Re: kernel BUG at fs/btrfs/volumes.c:LINE!

From: David Sterba
Date: Thu Jun 07 2018 - 11:37:46 EST


On Thu, Jun 07, 2018 at 12:15:04AM +0800, Anand Jain wrote:
>
>
> On 06/06/2018 09:31 PM, syzbot wrote:
> > Hello,
> >
> > syzbot found the following crash on:
> >
> > HEAD commit:    af6c5d5e01ad Merge branch 'for-4.18' of
> > git://git.kernel.o..
> > git tree:       upstream
> > console output: https://syzkaller.appspot.com/x/log.txt?x=15f700af800000
> > kernel config:  https://syzkaller.appspot.com/x/.config?x=12ff770540994680
> > dashboard link:
> > https://syzkaller.appspot.com/bug?extid=5b658d997a83984507a6
> > compiler:       gcc (GCC) 8.0.1 20180413 (experimental)
> >
> > Unfortunately, I don't have any reproducer for this crash yet.
> >
> > IMPORTANT: if you fix the bug, please add the following tag to the commit:
> > Reported-by: syzbot+5b658d997a83984507a6@xxxxxxxxxxxxxxxxxxxxxxxxx
> >
> > RDX: 0000000020000080 RSI: 0000000020000040 RDI: 00007f787067fbf0
> > RBP: 0000000000000001 R08: 00000000200000c0 R09: 0000000020000080
> > R10: 0000000000000000 R11: 0000000000000202 R12: 0000000000000014
> > R13: 0000000000000001 R14: 0000000000700008 R15: 0000000000000043
> > ------------[ cut here ]------------
> > kernel BUG at fs/btrfs/volumes.c:1032!
> > invalid opcode: 0000 [#1] SMP KASAN
> > CPU: 1 PID: 22303 Comm: syz-executor1 Not tainted 4.17.0+ #86
> > Hardware name: Google Google Compute Engine/Google Compute Engine, BIOS
> > Google 01/01/2011
> > RIP: 0010:btrfs_prepare_close_one_device fs/btrfs/volumes.c:1032 [inline]
>
> btrfs_prepare_close_one_device()
> ::
> 1031 name = rcu_string_strdup(device->name->str, GFP_NOFS);
> 1032 BUG_ON(!name); /* -ENOMEM */
>
> The way we close our devices needs new memory allocations
> at the time of device close. By doing this apart from the BUG_ON
> reported here, there _were_ other complications like managing the sysfs
> links and moving them to the newly allocated btrfs_fs_devices.
> So sometime back I attempted to correct this approach to a simple
> device close without fresh allocation, however it wasn't successful.
> I am going to try that again, but its not p1.
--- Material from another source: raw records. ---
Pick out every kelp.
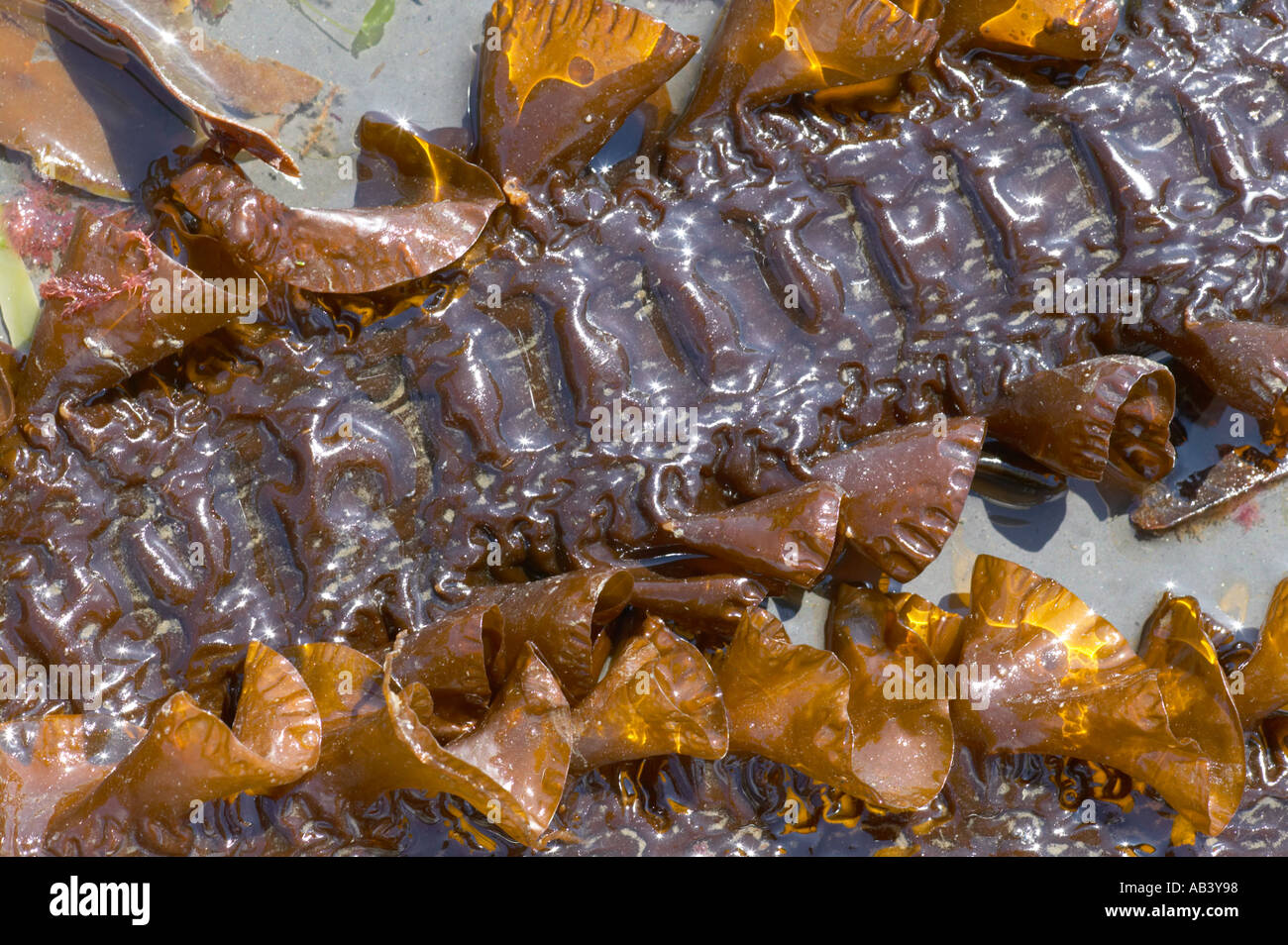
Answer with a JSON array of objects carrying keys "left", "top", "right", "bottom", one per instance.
[
  {"left": 953, "top": 555, "right": 1244, "bottom": 834},
  {"left": 0, "top": 0, "right": 322, "bottom": 198},
  {"left": 808, "top": 417, "right": 984, "bottom": 580},
  {"left": 469, "top": 568, "right": 632, "bottom": 700},
  {"left": 480, "top": 0, "right": 698, "bottom": 196},
  {"left": 662, "top": 482, "right": 844, "bottom": 585},
  {"left": 571, "top": 617, "right": 729, "bottom": 770},
  {"left": 943, "top": 0, "right": 1120, "bottom": 60},
  {"left": 16, "top": 209, "right": 258, "bottom": 416},
  {"left": 712, "top": 600, "right": 953, "bottom": 808},
  {"left": 0, "top": 0, "right": 1288, "bottom": 852},
  {"left": 47, "top": 644, "right": 322, "bottom": 855},
  {"left": 687, "top": 0, "right": 937, "bottom": 121},
  {"left": 170, "top": 115, "right": 502, "bottom": 293}
]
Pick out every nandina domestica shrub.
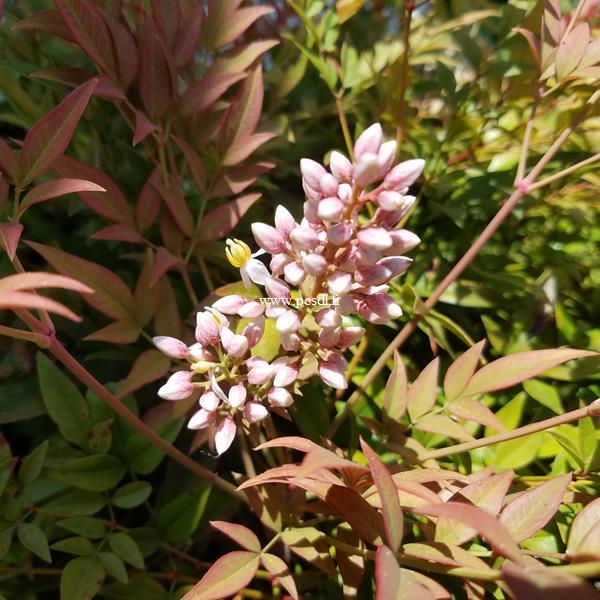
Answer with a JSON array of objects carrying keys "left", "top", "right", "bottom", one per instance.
[{"left": 0, "top": 0, "right": 600, "bottom": 600}]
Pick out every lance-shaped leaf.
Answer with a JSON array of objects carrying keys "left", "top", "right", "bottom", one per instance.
[
  {"left": 360, "top": 439, "right": 404, "bottom": 552},
  {"left": 27, "top": 242, "right": 135, "bottom": 320},
  {"left": 19, "top": 79, "right": 98, "bottom": 187},
  {"left": 407, "top": 358, "right": 440, "bottom": 421},
  {"left": 444, "top": 340, "right": 485, "bottom": 402},
  {"left": 19, "top": 178, "right": 106, "bottom": 215},
  {"left": 461, "top": 348, "right": 597, "bottom": 396},
  {"left": 260, "top": 552, "right": 298, "bottom": 600},
  {"left": 55, "top": 0, "right": 117, "bottom": 77},
  {"left": 412, "top": 502, "right": 522, "bottom": 563},
  {"left": 567, "top": 498, "right": 600, "bottom": 556},
  {"left": 200, "top": 194, "right": 262, "bottom": 240},
  {"left": 210, "top": 521, "right": 261, "bottom": 552},
  {"left": 500, "top": 473, "right": 571, "bottom": 542},
  {"left": 383, "top": 351, "right": 408, "bottom": 421},
  {"left": 183, "top": 550, "right": 260, "bottom": 600}
]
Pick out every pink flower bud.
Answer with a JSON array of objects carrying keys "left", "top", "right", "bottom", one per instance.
[
  {"left": 244, "top": 402, "right": 269, "bottom": 423},
  {"left": 152, "top": 335, "right": 188, "bottom": 358},
  {"left": 317, "top": 197, "right": 344, "bottom": 221},
  {"left": 377, "top": 256, "right": 412, "bottom": 277},
  {"left": 188, "top": 408, "right": 217, "bottom": 429},
  {"left": 248, "top": 360, "right": 275, "bottom": 385},
  {"left": 265, "top": 277, "right": 290, "bottom": 298},
  {"left": 302, "top": 254, "right": 327, "bottom": 277},
  {"left": 327, "top": 271, "right": 352, "bottom": 294},
  {"left": 267, "top": 387, "right": 294, "bottom": 408},
  {"left": 354, "top": 153, "right": 379, "bottom": 187},
  {"left": 212, "top": 294, "right": 248, "bottom": 315},
  {"left": 329, "top": 150, "right": 352, "bottom": 182},
  {"left": 327, "top": 223, "right": 352, "bottom": 246},
  {"left": 377, "top": 140, "right": 396, "bottom": 179},
  {"left": 283, "top": 262, "right": 306, "bottom": 286},
  {"left": 215, "top": 417, "right": 237, "bottom": 456},
  {"left": 242, "top": 315, "right": 265, "bottom": 348},
  {"left": 337, "top": 327, "right": 365, "bottom": 348},
  {"left": 354, "top": 123, "right": 383, "bottom": 161},
  {"left": 252, "top": 223, "right": 285, "bottom": 254},
  {"left": 356, "top": 227, "right": 392, "bottom": 250},
  {"left": 275, "top": 310, "right": 301, "bottom": 333},
  {"left": 275, "top": 204, "right": 297, "bottom": 239},
  {"left": 384, "top": 158, "right": 425, "bottom": 190},
  {"left": 158, "top": 371, "right": 194, "bottom": 400},
  {"left": 200, "top": 390, "right": 221, "bottom": 412},
  {"left": 221, "top": 327, "right": 248, "bottom": 358},
  {"left": 238, "top": 300, "right": 264, "bottom": 319},
  {"left": 290, "top": 225, "right": 319, "bottom": 250},
  {"left": 300, "top": 158, "right": 327, "bottom": 190},
  {"left": 196, "top": 312, "right": 220, "bottom": 346},
  {"left": 227, "top": 383, "right": 246, "bottom": 408},
  {"left": 319, "top": 353, "right": 348, "bottom": 390}
]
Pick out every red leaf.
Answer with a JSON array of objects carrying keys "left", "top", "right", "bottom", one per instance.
[
  {"left": 182, "top": 550, "right": 260, "bottom": 600},
  {"left": 27, "top": 242, "right": 135, "bottom": 321},
  {"left": 412, "top": 502, "right": 522, "bottom": 562},
  {"left": 53, "top": 156, "right": 134, "bottom": 225},
  {"left": 461, "top": 348, "right": 597, "bottom": 396},
  {"left": 19, "top": 178, "right": 106, "bottom": 215},
  {"left": 360, "top": 438, "right": 404, "bottom": 552},
  {"left": 210, "top": 521, "right": 261, "bottom": 552},
  {"left": 19, "top": 79, "right": 98, "bottom": 187},
  {"left": 179, "top": 73, "right": 246, "bottom": 116},
  {"left": 138, "top": 15, "right": 176, "bottom": 121},
  {"left": 260, "top": 552, "right": 298, "bottom": 600},
  {"left": 55, "top": 0, "right": 116, "bottom": 77},
  {"left": 117, "top": 350, "right": 171, "bottom": 398},
  {"left": 500, "top": 473, "right": 571, "bottom": 542},
  {"left": 200, "top": 194, "right": 261, "bottom": 240},
  {"left": 0, "top": 223, "right": 23, "bottom": 262},
  {"left": 133, "top": 110, "right": 160, "bottom": 146},
  {"left": 444, "top": 340, "right": 485, "bottom": 402}
]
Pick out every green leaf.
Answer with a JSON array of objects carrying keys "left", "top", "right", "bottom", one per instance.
[
  {"left": 98, "top": 552, "right": 129, "bottom": 583},
  {"left": 17, "top": 523, "right": 52, "bottom": 562},
  {"left": 48, "top": 454, "right": 126, "bottom": 492},
  {"left": 19, "top": 440, "right": 48, "bottom": 486},
  {"left": 37, "top": 352, "right": 91, "bottom": 448},
  {"left": 108, "top": 533, "right": 144, "bottom": 569},
  {"left": 112, "top": 481, "right": 152, "bottom": 508},
  {"left": 56, "top": 517, "right": 106, "bottom": 540},
  {"left": 60, "top": 556, "right": 105, "bottom": 600},
  {"left": 52, "top": 536, "right": 96, "bottom": 556}
]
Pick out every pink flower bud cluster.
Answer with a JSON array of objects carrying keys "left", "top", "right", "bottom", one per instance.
[{"left": 154, "top": 123, "right": 424, "bottom": 454}]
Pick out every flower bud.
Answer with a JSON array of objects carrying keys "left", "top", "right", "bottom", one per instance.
[
  {"left": 158, "top": 371, "right": 194, "bottom": 400},
  {"left": 384, "top": 158, "right": 425, "bottom": 190},
  {"left": 252, "top": 223, "right": 285, "bottom": 254},
  {"left": 300, "top": 158, "right": 327, "bottom": 190},
  {"left": 354, "top": 123, "right": 383, "bottom": 161},
  {"left": 354, "top": 153, "right": 379, "bottom": 187},
  {"left": 329, "top": 150, "right": 352, "bottom": 182},
  {"left": 152, "top": 335, "right": 188, "bottom": 358}
]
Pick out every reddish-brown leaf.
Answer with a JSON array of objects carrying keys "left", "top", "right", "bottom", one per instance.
[
  {"left": 117, "top": 350, "right": 171, "bottom": 398},
  {"left": 461, "top": 348, "right": 597, "bottom": 396},
  {"left": 444, "top": 340, "right": 485, "bottom": 402},
  {"left": 27, "top": 242, "right": 135, "bottom": 321},
  {"left": 200, "top": 194, "right": 261, "bottom": 240},
  {"left": 19, "top": 79, "right": 98, "bottom": 187},
  {"left": 182, "top": 550, "right": 260, "bottom": 600},
  {"left": 210, "top": 521, "right": 261, "bottom": 552},
  {"left": 407, "top": 358, "right": 440, "bottom": 421},
  {"left": 360, "top": 438, "right": 404, "bottom": 552},
  {"left": 500, "top": 473, "right": 572, "bottom": 542}
]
Yeah, getting rid of the allocations while freeing device would be great
but unfortunatelly is not simple.

Normally the GFP_NOFS allocations do not fail so I think the fuzzer
environment is tuned to allow that, which is fine for coverage but does
not happen in practice. This will be fixed eventually.